However the identical mathematical structure ($p = -\rho c^2$) belies the difference between CC and DE. On the LHS the cosmological constant is simply a modification of space-time curvature and therefore an addition to the behaviour of gravitation - that is repulsive at cosmological ranges and attractive at short ones. On the RHS the DE is seen as an extra content of the universe, a mysterious substance, and a source of gravitation.

I think we are saying the same thing, it is just that when others talk about DE evolving and its EoS departing from $\omega = -1$, I prefer to keep it on the RHS where it can exchange energy and momentum between ordinary matter/radiation, and because I like to reserve the LHS for a constant $\Lambda$.

Okay, I understand what you are doing with the $\nabla^{\mu}g_{\mu\nu}$, sorry for any confusion.

You make an interesting point about the two functions of G in the EFE - my question would be how do you measure geometric units, derived from 'stress-energy' units, apart from the amount of curvature produced by a given amount of stress energy? A similar question in the Post Newtonian approximation of the One Body Problem is whether the Robertson parameter $\alpha$ has to be unity? It does as it is a consequence of the empirical definition of mass M.

Garth

Last edited: Mar 18, 2015
19. Mar 17, 2015

Staff: Mentor

No, this is not correct. You can have a varying $\Lambda$ term on the LHS or the RHS, it's just a matter of algebra. Whether or not the LHS or RHS of the equation has zero covariant divergence is a red herring; the physical question is whether $T_{\mu \nu}$, the stress-energy tensor exclusive of any "dark energy", has zero covariant divergence.
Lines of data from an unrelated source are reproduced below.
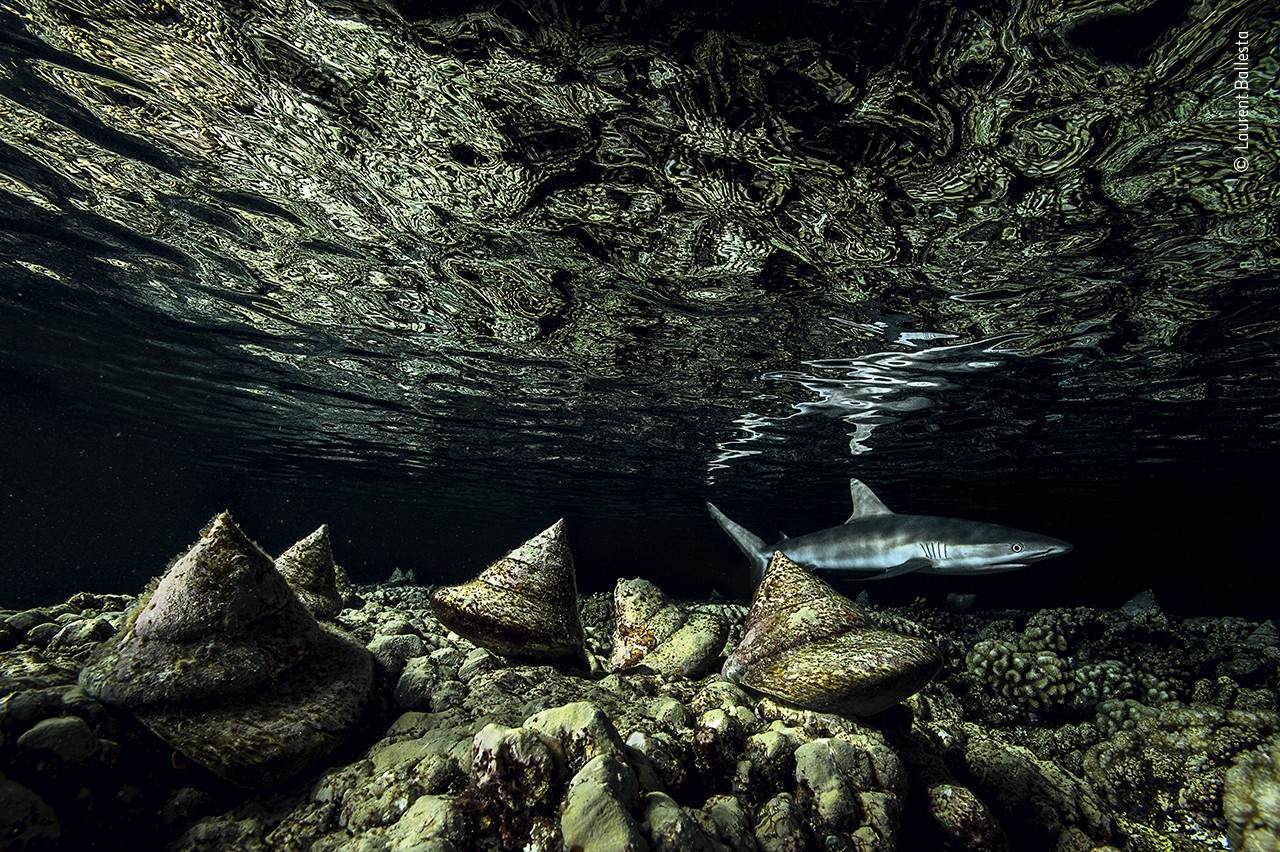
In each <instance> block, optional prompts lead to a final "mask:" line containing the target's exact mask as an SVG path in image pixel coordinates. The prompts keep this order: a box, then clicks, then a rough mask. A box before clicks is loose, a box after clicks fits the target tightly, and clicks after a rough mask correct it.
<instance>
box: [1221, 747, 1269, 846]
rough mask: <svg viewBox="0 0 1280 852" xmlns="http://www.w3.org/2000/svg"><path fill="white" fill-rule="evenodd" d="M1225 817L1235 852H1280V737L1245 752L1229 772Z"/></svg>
mask: <svg viewBox="0 0 1280 852" xmlns="http://www.w3.org/2000/svg"><path fill="white" fill-rule="evenodd" d="M1222 814H1224V816H1225V817H1226V826H1228V830H1226V833H1228V837H1229V838H1230V840H1231V848H1233V849H1248V851H1249V852H1253V851H1254V849H1256V851H1257V852H1277V851H1280V738H1275V739H1271V741H1270V742H1268V743H1266V745H1265V746H1263V747H1261V748H1257V750H1252V751H1247V752H1244V753H1243V755H1240V757H1239V759H1238V760H1236V761H1235V765H1233V766H1231V768H1230V769H1229V770H1228V771H1226V780H1225V784H1224V787H1222Z"/></svg>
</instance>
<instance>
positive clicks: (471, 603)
mask: <svg viewBox="0 0 1280 852" xmlns="http://www.w3.org/2000/svg"><path fill="white" fill-rule="evenodd" d="M431 609H433V610H434V611H435V615H436V618H439V619H440V620H442V622H443V623H444V624H445V626H447V627H448V628H449V629H452V631H454V632H457V633H460V635H461V636H465V637H467V638H468V640H471V641H472V642H475V643H476V645H481V646H484V647H486V649H489V650H490V651H495V652H498V654H504V655H508V656H522V658H543V659H556V658H563V656H576V655H580V654H581V651H582V645H584V637H582V626H581V623H580V620H579V615H577V580H576V577H575V574H573V556H572V554H571V553H570V550H568V541H567V540H566V537H564V521H563V519H561V521H557V522H556V523H554V525H552V526H550V527H548V528H547V530H544V531H543V532H540V533H538V535H536V536H534V537H532V539H530V540H529V541H526V542H525V544H522V545H520V546H518V548H516V549H515V550H512V551H511V553H508V554H507V555H506V556H503V558H502V559H499V560H498V562H495V563H493V564H492V565H489V567H488V568H485V569H484V571H483V572H480V576H477V577H476V578H475V580H472V581H471V582H467V583H462V585H461V586H445V587H443V588H438V590H436V591H435V592H434V594H433V595H431Z"/></svg>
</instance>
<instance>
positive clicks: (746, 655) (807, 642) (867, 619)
mask: <svg viewBox="0 0 1280 852" xmlns="http://www.w3.org/2000/svg"><path fill="white" fill-rule="evenodd" d="M941 664H942V659H941V655H940V654H938V650H937V647H936V646H934V645H933V642H929V641H928V640H923V638H918V637H914V636H904V635H901V633H893V632H890V631H883V629H877V628H874V627H872V626H870V624H869V622H868V618H867V615H865V614H864V613H863V610H860V609H859V608H858V606H856V605H855V604H854V603H852V601H850V600H849V599H847V597H845V596H842V595H840V594H838V592H836V591H835V590H833V588H832V587H831V586H828V585H827V583H824V582H823V581H820V580H818V578H817V577H814V576H813V574H810V573H809V572H808V571H805V569H804V568H801V567H800V565H797V564H796V563H794V562H791V560H790V559H788V558H787V556H785V555H783V554H781V553H774V554H773V560H772V562H771V563H769V568H768V571H765V573H764V580H762V581H760V585H759V586H758V587H756V590H755V596H754V599H753V600H751V610H750V611H749V613H748V615H746V626H745V629H744V633H742V641H741V642H739V645H737V647H736V649H735V650H733V654H732V655H730V658H728V660H727V661H726V663H724V669H723V674H724V677H726V678H728V679H730V681H736V682H737V683H741V684H742V686H746V687H750V688H753V690H756V691H758V692H764V693H767V695H771V696H773V697H776V698H781V700H783V701H786V702H788V704H794V705H796V706H800V707H806V709H809V710H819V711H823V713H840V714H852V715H870V714H874V713H879V711H881V710H886V709H888V707H891V706H893V705H895V704H897V702H899V701H901V700H904V698H906V697H908V696H910V695H913V693H914V692H916V691H919V690H920V688H923V687H924V684H925V683H928V682H929V678H932V677H933V675H934V674H936V673H937V670H938V668H940V667H941Z"/></svg>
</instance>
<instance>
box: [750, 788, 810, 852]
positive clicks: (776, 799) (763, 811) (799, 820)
mask: <svg viewBox="0 0 1280 852" xmlns="http://www.w3.org/2000/svg"><path fill="white" fill-rule="evenodd" d="M809 837H810V835H809V830H808V829H806V828H805V824H804V815H803V814H801V812H800V810H799V809H797V807H796V803H795V798H792V796H791V794H790V793H778V794H777V796H774V797H773V798H771V800H769V801H768V802H765V803H764V806H763V807H760V814H759V816H758V817H756V823H755V842H756V843H758V844H759V847H760V852H806V851H808V849H812V848H814V847H813V846H812V843H810V839H809Z"/></svg>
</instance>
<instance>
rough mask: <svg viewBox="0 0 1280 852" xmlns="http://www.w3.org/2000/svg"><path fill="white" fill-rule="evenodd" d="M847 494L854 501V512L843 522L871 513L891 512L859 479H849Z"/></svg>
mask: <svg viewBox="0 0 1280 852" xmlns="http://www.w3.org/2000/svg"><path fill="white" fill-rule="evenodd" d="M849 496H850V499H851V500H852V503H854V513H852V514H850V516H849V521H845V523H849V522H850V521H856V519H858V518H865V517H868V516H873V514H893V512H892V510H891V509H890V508H888V507H887V505H884V504H883V503H881V499H879V498H878V496H876V494H874V493H873V491H872V490H870V489H869V487H867V486H865V485H863V481H861V480H849Z"/></svg>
This is really a matter of interpretation, not physics. If $\Lambda$ is variable and you put it on the LHS, you're just saying that the behavior of gravitation is variable in space and time, instead of saying that "dark energy" is variable in space and time. You'll get the same predictions for observables either way.

I have no problem with this as a preference; I tend to have the same preference. But you were making (or appearing to make) a much stronger (and false) claim: that $\Lambda$ can only be variable if it's put on the RHS of the equation.

20. Mar 17, 2015

marcus

If I understand correctly, Garth, I think I agree with you. For me, here's the important thing that distinguishes. We do not know that ALL spacetime curvature is caused by mass-energy density, pressure and associated material quantities.
To me, it seems important to acknowledge this incompleteness of our knowledge.
What we have observed and measured is a residual curvature, a property of spacetime geometry.
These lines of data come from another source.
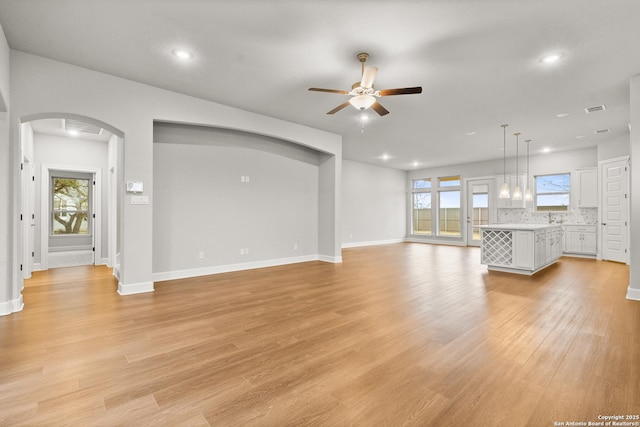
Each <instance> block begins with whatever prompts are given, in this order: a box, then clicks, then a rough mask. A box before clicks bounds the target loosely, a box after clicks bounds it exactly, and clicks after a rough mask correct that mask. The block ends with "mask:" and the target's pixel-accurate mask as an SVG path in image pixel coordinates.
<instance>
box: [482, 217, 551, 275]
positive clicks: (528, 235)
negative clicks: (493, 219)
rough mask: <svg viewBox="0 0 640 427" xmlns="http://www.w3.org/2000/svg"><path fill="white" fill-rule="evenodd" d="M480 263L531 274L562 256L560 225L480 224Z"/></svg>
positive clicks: (518, 273) (497, 269)
mask: <svg viewBox="0 0 640 427" xmlns="http://www.w3.org/2000/svg"><path fill="white" fill-rule="evenodd" d="M480 229H481V231H482V239H481V244H480V258H481V263H482V264H486V265H487V266H488V268H489V270H497V271H506V272H509V273H518V274H527V275H532V274H534V273H537V272H538V271H540V270H542V269H543V268H546V267H548V266H550V265H551V264H553V263H554V262H556V260H557V259H558V258H560V257H561V256H562V241H563V240H562V227H561V226H560V225H556V224H490V225H483V226H480Z"/></svg>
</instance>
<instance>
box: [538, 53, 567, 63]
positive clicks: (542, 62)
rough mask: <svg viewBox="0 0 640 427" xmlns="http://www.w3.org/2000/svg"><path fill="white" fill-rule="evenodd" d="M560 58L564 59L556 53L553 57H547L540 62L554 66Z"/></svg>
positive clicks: (553, 54)
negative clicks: (552, 65)
mask: <svg viewBox="0 0 640 427" xmlns="http://www.w3.org/2000/svg"><path fill="white" fill-rule="evenodd" d="M560 58H562V55H560V54H559V53H554V54H552V55H547V56H545V57H544V58H542V59H541V60H540V62H542V63H543V64H553V63H554V62H556V61H557V60H558V59H560Z"/></svg>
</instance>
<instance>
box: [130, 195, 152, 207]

We cannot blithely move Lambda over to the other side, the "matter" side, because doing so involves mythology. When we do that we mythologize an imaginary energy density which "causes" the curvature in the same way we are used to having other energy density cause curvature.

It involves assuming something that we do not know to be the case, that all curvature arises from some material property. This is a superstition encouraged by past experience, but it is not science. We have to acknowledge that there may be no actual energy in "dark energy". Lambda may simply be a small constant intrinsic curvature---just the way spacetime geometry IS, before any material effects on geometry register.

Anyway, that's my point of view. It's encouraged by the fact that there is no evidence that Lambda varies, and so far the measurements of w are very close to -1, consistent with Lambda as a curvature constant. If it were to turn out after finer and finer measurements that w = -1 is excluded and that w < -1 then that would be evidence for an energy interpretation, and reason for me to change my viewpoint.